Supplement Generation Training for Enhancing Agentic Task Performance¶
Conference: ACL 2026 arXiv: 2604.20727 Code: None Area: Model Compression Keywords: Supplement Generation Training, Prompt Optimization, Small Model Assisting Large Model, DPO, Agentic Tasks
TL;DR¶
SGT (Supplement Generation Training) trains a small LLM (1.7B) to generate instance-specific supplement text (reasoning cues, summaries, error reminders, etc.) that is appended to the input, enabling a frozen large Actor model to solve tasks more effectively. SGT achieves an average improvement of 21% across 5 benchmarks without modifying the Actor's parameters.
Background & Motivation¶
Background: The most capable language models are increasingly deployed as closed-source APIs with no gradient access. Even when fine-tuning is feasible, the computational overhead is substantial, and the rapid release of new models quickly renders prior fine-tuning efforts obsolete. Optimization pressure naturally shifts from model parameters to the input side. Existing prompt optimization approaches include global template methods (e.g., DSPy, TextGrad optimize instruction templates) and local methods (e.g., LPO, Prompt-OIRL customize prompts per input).
Limitations of Prior Work: Existing methods primarily select or rearrange from a fixed set of templates rather than generating novel, input-specific content. Global methods optimize a fixed template over the entire dataset and cannot adapt to the specific needs of individual inputs. Local methods, while input-aware, still operate within a fixed template pool. Neither paradigm learns to synthesize new reasoning structures.
Key Challenge: Prompt optimization should not be limited to selecting or rearranging existing templates; instead, it should learn to synthesize new auxiliary content that prepares the optimal context for a frozen model. This mirrors the executive–assistant relationship: the assistant's role is not to relay instructions verbatim, but to prepare the right context, provide relevant background, and frame each problem optimally.
Goal: To train a small, open-source "supplement generator" that dynamically generates auxiliary text for each input, guiding a frozen large Actor model to perform better at inference time.
Key Insight: Task outcomes serve as a proxy reward signal for training the generator — a supplement is considered good if it helps the Actor successfully complete the task. The training pipeline combines SFT warm-start with iterative DPO to progressively improve supplement quality.
Core Idea: A 1.7B small model learns to generate instance-specific supplement text drawn from 8 predefined types plus a free-form type. The Actor's task outcomes serve as a proxy reward, and an SFT+DPO pipeline optimizes the generation policy — the Actor's weights remain frozen, and only the input is optimized.
Method¶
Overall Architecture¶
Given a task query \(q\), the supplement generator \(\pi_\mathcal{S}\) first produces supplement text \(s\), which is then concatenated with \(q\) and fed into the frozen Actor model \(\pi_\mathcal{A}\) to produce the final output \(y = \pi_\mathcal{A}(q, s)\). The Actor's task outcomes serve as a proxy reward signal for training the generator. Training proceeds in two stages: Warm-Start SFT (learning format and type selection) followed by iterative DPO (optimizing supplement quality and type distribution).
Key Designs¶
-
8 Supplement Types + Proxy Reward Signal
- Function: Define the formal diversity of supplements and indirectly evaluate supplement quality through task outcomes.

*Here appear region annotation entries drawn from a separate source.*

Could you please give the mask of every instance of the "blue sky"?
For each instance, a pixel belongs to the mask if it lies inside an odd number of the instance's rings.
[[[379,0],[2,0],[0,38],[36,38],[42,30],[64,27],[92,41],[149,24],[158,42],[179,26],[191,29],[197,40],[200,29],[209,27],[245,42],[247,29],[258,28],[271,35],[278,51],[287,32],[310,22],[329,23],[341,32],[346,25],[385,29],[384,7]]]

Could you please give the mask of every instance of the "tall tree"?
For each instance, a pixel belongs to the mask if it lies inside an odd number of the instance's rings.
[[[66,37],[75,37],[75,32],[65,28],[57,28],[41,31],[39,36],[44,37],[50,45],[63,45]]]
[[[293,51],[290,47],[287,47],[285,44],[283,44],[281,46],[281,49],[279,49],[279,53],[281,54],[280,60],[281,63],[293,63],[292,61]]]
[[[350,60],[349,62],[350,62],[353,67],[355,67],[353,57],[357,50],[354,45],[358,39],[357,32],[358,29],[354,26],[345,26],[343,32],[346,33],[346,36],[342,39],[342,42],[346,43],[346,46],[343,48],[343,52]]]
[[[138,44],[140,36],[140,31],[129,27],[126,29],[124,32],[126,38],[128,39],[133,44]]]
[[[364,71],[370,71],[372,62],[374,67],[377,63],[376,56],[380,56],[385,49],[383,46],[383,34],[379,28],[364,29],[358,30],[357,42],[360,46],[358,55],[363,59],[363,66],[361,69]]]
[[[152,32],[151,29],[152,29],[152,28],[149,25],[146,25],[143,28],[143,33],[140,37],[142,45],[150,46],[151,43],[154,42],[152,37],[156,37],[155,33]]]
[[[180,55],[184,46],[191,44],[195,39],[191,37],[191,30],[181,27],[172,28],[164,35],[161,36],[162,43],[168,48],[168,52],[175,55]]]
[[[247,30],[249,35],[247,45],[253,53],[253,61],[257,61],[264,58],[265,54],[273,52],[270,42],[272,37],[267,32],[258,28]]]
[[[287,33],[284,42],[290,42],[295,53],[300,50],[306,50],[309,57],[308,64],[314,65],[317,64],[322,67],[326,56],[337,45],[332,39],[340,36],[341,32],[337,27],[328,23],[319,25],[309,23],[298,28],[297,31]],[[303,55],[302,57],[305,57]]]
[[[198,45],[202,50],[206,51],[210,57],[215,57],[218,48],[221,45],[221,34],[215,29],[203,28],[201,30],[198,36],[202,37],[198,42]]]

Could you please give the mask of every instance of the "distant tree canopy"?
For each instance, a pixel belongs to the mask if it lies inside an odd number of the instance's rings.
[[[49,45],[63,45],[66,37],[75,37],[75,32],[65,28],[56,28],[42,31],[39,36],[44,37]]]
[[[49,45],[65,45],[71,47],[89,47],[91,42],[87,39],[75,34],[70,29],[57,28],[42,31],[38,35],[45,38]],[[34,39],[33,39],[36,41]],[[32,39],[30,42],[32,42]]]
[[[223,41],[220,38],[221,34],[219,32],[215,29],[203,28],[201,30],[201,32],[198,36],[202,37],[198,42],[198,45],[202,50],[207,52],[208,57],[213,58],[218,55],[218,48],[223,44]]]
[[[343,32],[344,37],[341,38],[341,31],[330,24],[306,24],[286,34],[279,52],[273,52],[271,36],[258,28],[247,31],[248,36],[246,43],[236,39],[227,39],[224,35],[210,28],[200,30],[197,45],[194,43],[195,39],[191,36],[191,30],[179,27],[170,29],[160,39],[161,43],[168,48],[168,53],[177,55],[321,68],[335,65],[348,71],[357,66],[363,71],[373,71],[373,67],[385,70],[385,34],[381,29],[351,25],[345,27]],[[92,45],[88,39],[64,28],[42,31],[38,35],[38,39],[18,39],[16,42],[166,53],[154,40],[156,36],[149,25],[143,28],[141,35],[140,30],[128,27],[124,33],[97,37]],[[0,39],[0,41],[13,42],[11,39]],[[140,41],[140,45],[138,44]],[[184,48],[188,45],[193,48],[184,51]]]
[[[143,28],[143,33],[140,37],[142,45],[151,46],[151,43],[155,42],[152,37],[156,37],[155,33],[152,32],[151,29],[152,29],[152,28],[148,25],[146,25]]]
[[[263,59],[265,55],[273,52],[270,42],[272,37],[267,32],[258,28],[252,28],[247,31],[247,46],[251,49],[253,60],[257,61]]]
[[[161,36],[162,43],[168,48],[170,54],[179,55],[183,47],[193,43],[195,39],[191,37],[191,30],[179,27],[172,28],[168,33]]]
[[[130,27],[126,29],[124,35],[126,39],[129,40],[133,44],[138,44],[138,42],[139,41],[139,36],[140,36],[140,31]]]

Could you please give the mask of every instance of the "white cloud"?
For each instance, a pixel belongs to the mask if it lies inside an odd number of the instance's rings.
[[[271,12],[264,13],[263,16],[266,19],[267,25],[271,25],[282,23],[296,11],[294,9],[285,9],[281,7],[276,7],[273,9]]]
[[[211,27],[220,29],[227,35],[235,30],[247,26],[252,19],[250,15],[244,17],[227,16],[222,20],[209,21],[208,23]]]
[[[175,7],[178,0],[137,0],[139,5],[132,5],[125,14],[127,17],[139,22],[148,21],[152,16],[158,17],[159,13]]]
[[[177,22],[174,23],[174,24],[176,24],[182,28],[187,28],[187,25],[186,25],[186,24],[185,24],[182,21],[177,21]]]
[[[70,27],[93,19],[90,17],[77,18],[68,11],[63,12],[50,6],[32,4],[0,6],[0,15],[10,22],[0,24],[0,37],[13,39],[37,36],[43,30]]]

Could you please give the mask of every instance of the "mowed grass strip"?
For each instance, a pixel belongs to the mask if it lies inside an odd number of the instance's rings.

- Mechanism: Eight supplement types are predefined: Answer (direct response), Background (contextual knowledge), CoT (step-by-step reasoning), Rephrase (paraphrase), Summary (summarization), Mistakes (common error reminders), One-shot (single example), and Pairs (contrastive correct/incorrect examples). Since supplement quality is inherently difficult to define directly, the Actor's output is used as a proxy reward \(r = R(y, y^*)\), where success yields 1 and failure yields 0. For each query, the supplement set \(S\) is partitioned into a positive set \(S^+\) and a negative set \(S^-\) based on the reward.
- Design Motivation: Different tasks require different types of auxiliary information — code tasks may benefit from Pairs, while QA tasks may benefit from Background. The model is trained to learn optimal type selection autonomously.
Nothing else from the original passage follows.